The House, in a mostly party-line vote Friday night, passed its version of a $1.9 trillion COVID relief bill featuring $1,400 direct payments for most Americans, enhanced unemployment benefits through the summer, an expanded child tax credit, a $15 minimum wage, and additional money for vaccines, schools, bars, and restaurants.
Now it’s the Senate’s turn to finish the job.
Senate Majority Leader Chuck Schumer said Monday that the chamber would take up the package “this week.” It’s expected that means no sooner than Wednesday. The process would begin with a procedural vote and then up to 20 hours of debate, perhaps with some scattered amendment votes, followed by another “vote-a-rama” in which amendments are considered in rapid succession until exhaustion sets in. It could all be done by the end of the week, giving enough time for the House to vote again on any changes and then for President Joe Biden to sign it into law before the ultimate March 14 deadline Democratic lawmakers are working against, when the enhanced unemployment benefits expire.
Given the tight timeline, why are they waiting until at least Wednesday and not starting right now? There are some scheduling conflicts, as Democrats want to confirm at least two more presidential nominees. They’re also still waiting on additional “rulings” from the Senate parliamentarian about whether certain items in the legislation, like COBRA subsidies and a fix for multiemployer pension plans in dire fiscal straits, are allowed under budget reconciliation rules.
But most importantly, Senate Democrats are waiting to introduce the bill because they are still finalizing what’s in it. They want to make sure they have a package that has 50 Democratic votes before they introduce it, from Bernie Sanders on the left flank to Joe Manchin on the right, and a united front to beat back Republican amendments once it hits the floor.

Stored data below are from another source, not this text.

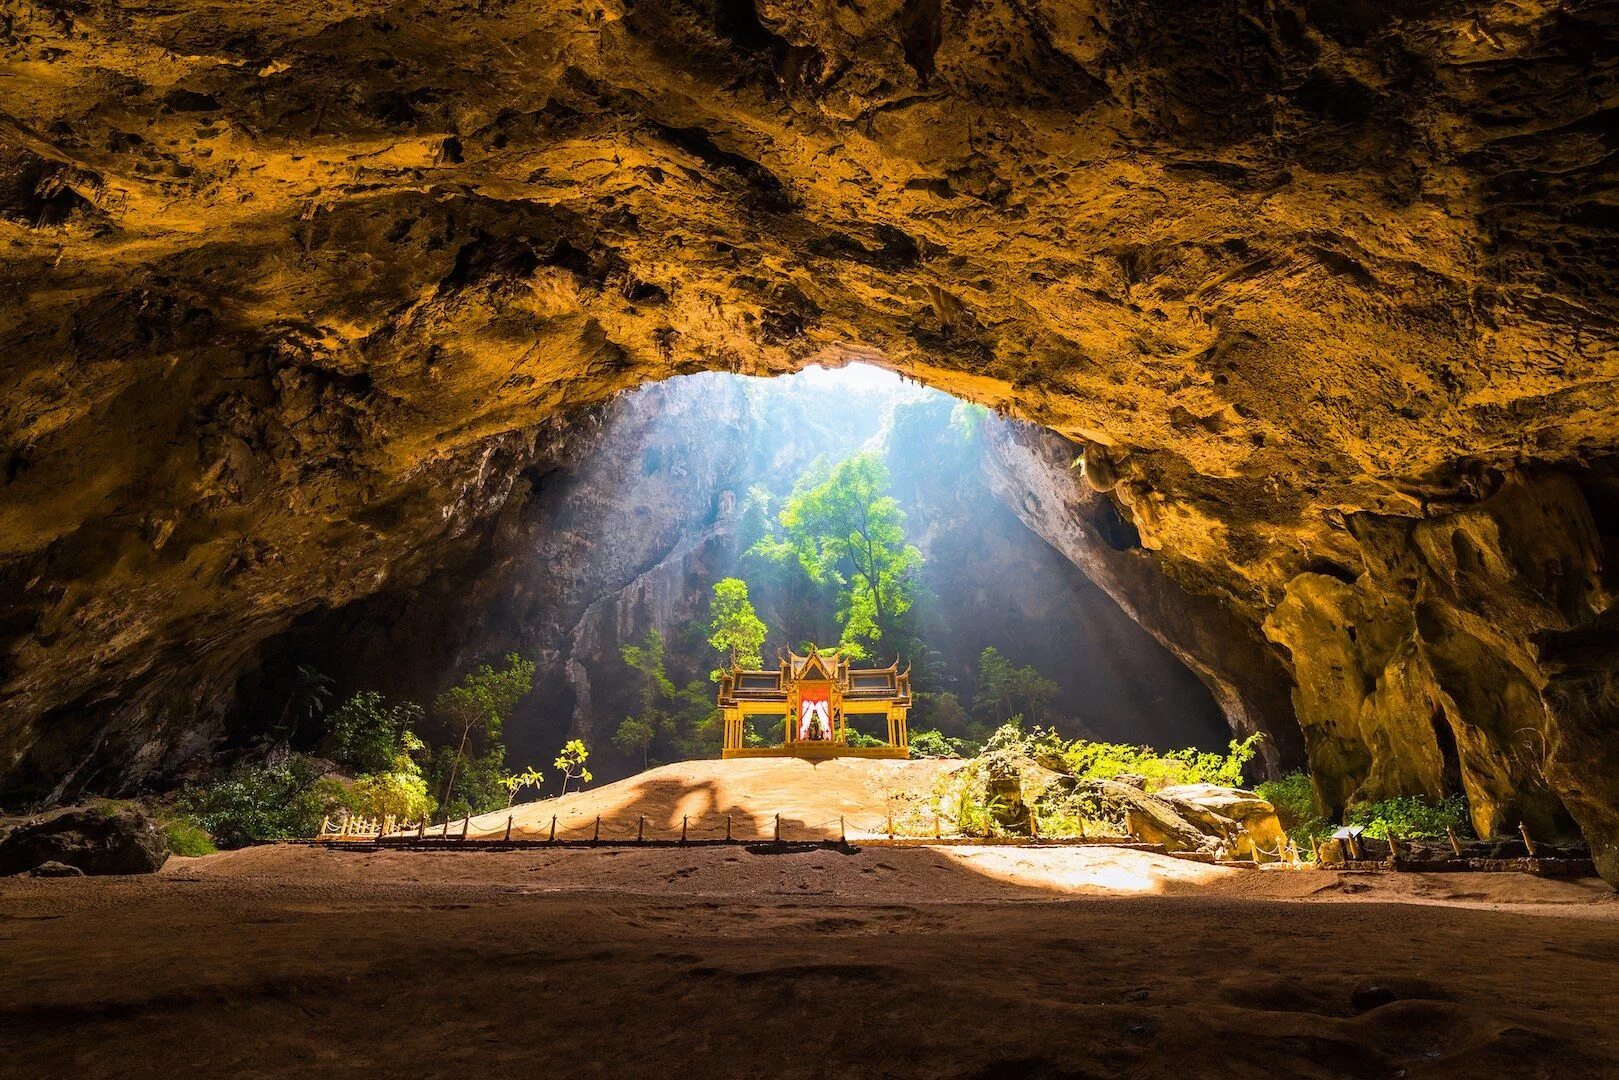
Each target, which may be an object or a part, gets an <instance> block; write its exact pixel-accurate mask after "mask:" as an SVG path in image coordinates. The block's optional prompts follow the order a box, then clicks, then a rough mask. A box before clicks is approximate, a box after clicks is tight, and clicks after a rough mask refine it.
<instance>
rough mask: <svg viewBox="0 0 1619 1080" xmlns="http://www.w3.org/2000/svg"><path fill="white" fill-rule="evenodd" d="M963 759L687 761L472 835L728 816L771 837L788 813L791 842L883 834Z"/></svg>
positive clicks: (482, 828)
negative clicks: (846, 830)
mask: <svg viewBox="0 0 1619 1080" xmlns="http://www.w3.org/2000/svg"><path fill="white" fill-rule="evenodd" d="M962 764H963V763H962V761H860V759H853V758H842V759H832V761H821V763H809V761H798V759H795V758H754V759H746V758H745V759H737V761H680V763H675V764H665V766H659V767H657V769H649V771H646V772H641V774H638V776H631V777H630V779H625V780H618V782H617V784H607V785H604V787H596V789H589V790H584V792H576V793H572V795H563V797H562V798H550V800H544V801H538V803H528V805H520V806H515V808H512V810H508V811H507V810H502V811H499V813H492V814H484V816H481V818H473V821H471V824H470V827H468V834H470V836H473V837H478V836H504V834H505V827H507V818H508V816H510V818H512V836H513V837H526V839H547V837H549V836H550V819H552V818H555V819H557V832H559V837H562V839H589V837H591V836H593V831H594V827H596V818H597V816H601V819H602V837H604V839H628V837H633V836H636V829H640V827H641V823H640V818H641V816H643V814H644V816H646V836H648V837H677V836H680V821H682V818H685V819H686V829H688V836H690V837H691V839H716V837H722V836H724V834H725V819H727V818H730V827H732V836H733V837H738V839H746V837H772V836H774V831H776V816H777V814H780V818H782V836H784V839H788V840H793V839H813V837H829V839H835V837H837V836H839V818H843V824H845V827H847V829H848V834H850V836H861V834H871V836H876V834H879V832H884V831H886V823H887V811H889V805H890V800H894V806H895V813H897V814H899V816H902V818H903V816H905V814H907V813H910V816H913V818H915V816H916V814H918V813H923V814H931V810H929V805H931V797H933V792H934V787H936V784H937V780H939V776H941V774H942V772H950V771H954V769H958V767H960V766H962ZM458 831H460V823H457V824H453V826H452V832H458Z"/></svg>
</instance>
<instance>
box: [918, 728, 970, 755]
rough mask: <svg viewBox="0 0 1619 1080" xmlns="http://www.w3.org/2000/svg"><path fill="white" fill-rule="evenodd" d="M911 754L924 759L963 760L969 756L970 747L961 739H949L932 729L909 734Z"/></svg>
mask: <svg viewBox="0 0 1619 1080" xmlns="http://www.w3.org/2000/svg"><path fill="white" fill-rule="evenodd" d="M910 748H911V753H918V755H923V756H924V758H965V756H970V751H971V745H970V743H968V742H967V740H962V738H949V737H945V735H942V733H939V732H936V730H933V729H923V730H920V732H911V733H910Z"/></svg>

In other words: The most important alterations to the House bill won’t, if Senate leaders have their way, take place on C-SPAN later this week. They’re happening right now, behind closed doors, or on virtual Zooms.

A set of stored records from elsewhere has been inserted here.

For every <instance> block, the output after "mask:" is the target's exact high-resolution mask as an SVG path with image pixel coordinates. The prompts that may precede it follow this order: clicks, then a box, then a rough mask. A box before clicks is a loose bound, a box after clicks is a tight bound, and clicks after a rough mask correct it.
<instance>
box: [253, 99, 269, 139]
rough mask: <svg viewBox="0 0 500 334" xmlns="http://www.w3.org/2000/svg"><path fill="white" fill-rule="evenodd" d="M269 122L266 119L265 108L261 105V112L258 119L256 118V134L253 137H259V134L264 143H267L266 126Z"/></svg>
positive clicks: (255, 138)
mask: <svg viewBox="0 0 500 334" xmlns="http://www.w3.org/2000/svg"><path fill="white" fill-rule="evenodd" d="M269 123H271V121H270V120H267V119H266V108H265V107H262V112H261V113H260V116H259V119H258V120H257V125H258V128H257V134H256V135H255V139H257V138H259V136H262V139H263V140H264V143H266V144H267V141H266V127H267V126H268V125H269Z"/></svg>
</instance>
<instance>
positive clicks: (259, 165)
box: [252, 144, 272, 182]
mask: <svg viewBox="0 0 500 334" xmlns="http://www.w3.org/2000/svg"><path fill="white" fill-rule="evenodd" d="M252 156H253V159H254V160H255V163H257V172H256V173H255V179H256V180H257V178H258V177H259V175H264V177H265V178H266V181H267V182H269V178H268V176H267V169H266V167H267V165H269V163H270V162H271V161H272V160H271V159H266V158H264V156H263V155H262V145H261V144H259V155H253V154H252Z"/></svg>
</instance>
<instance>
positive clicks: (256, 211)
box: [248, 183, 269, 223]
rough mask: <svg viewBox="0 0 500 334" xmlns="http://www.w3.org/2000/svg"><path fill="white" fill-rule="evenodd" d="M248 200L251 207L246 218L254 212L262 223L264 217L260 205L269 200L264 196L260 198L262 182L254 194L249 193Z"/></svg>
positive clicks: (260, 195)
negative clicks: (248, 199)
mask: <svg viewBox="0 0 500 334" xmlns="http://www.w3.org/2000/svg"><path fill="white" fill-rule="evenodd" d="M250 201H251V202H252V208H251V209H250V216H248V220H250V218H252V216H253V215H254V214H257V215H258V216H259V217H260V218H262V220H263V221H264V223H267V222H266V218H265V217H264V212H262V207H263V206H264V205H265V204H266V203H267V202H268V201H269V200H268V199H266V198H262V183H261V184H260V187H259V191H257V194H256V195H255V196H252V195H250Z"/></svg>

We already know about one big change from the House bill. The Senate parliamentarian, Elizabeth McDonough, determined last week that a minimum wage increase would run afoul of reconciliation rules. Despite some pressure from progressive groups and members of Congress to get Vice President Kamala Harris, as Senate presiding officer, to disregard the parliamentarian, that’s not going to happen. Further, Democratic leaders decided this weekend not to take up a minimum wage workaround that Sens. Bernie Sanders and Ron Wyden had been developing. It was too complex, too late, and too, well, lacking in Democratic support to throw into the mix.
The $15 minimum wage was kept in the House’s bill even after the parliamentarian’s decision. House Speaker Nancy Pelosi may not have had the votes to pass her bill without it. New York Rep. Alexandria Ocasio-Cortez told reporters on Friday that progressives kept quiet on other issues they had, like $1,400 checks instead of $2,000, because they had been able to secure inclusion of the $15 minimum wage. In the Senate, Sanders was point person for the $15 minimum wage—a rally call his two presidential campaigns helped popularize in the national discussion—and when that failed, he insisted that his workaround needed to be included in the Senate bill. Neither is in. So which changes, if anything, will progressives look for in the Senate bill to make up for the elimination of one of their top priorities?
And what about those Democrats closer to the center? Where might they want to give the bill a haircut? One of the more controversial items in the package is its $350 billion for state, local and tribal aid, a larger sum than may be necessary now that budget forecasts have improved. Some Democrats who’ve expressed such an interest in taking another look at that figure held a virtual meeting with Biden Monday afternoon.
The meeting “at least from my perspective, wasn’t talking about reducing” the overall cost of the bill, Montana Sen. Jon Tester told reporters afterward, but “just targeting the money that was in it.”
We could see some of that state, local and tribal money transferred to other elements of the bill, like, for example, an additional month of enhanced unemployment benefits. Democrats are also, as my colleague Jordan Weissmann has written, walking straight into a near-term political disaster as those who’ve been living off unemployment benefits come to face their 2020 tax bill on those unemployment benefits. The Democrats’ bill doesn’t address this, a Democratic aide told me, because of the cost of waiving those tax bills. If some money frees up, it’s something for them to consider.
Democrats don’t know what Republicans will come up with once the amendment period will start. But these amendments, unlike the amendments to the budget resolution in the previous “vote-a-rama” last month, would have the force of law. Democrats have no margin for error, and leaders have to be quite careful about not letting Republicans get an amendment through that might jeopardize support from some other element of either the House or Senate.
So Democratic senators will have a couple more days to try to affect the product. But once there’s an agreement, failure is not an option. Fifty-vote majorities are often described as giving each senator in the majority a veto. It’s more like it gives each senator some negotiating power before the moment arrives when they have no choice but to get on board. In the end, who wants to be the one senator who kills the party’s overwhelmingly popular signature legislation?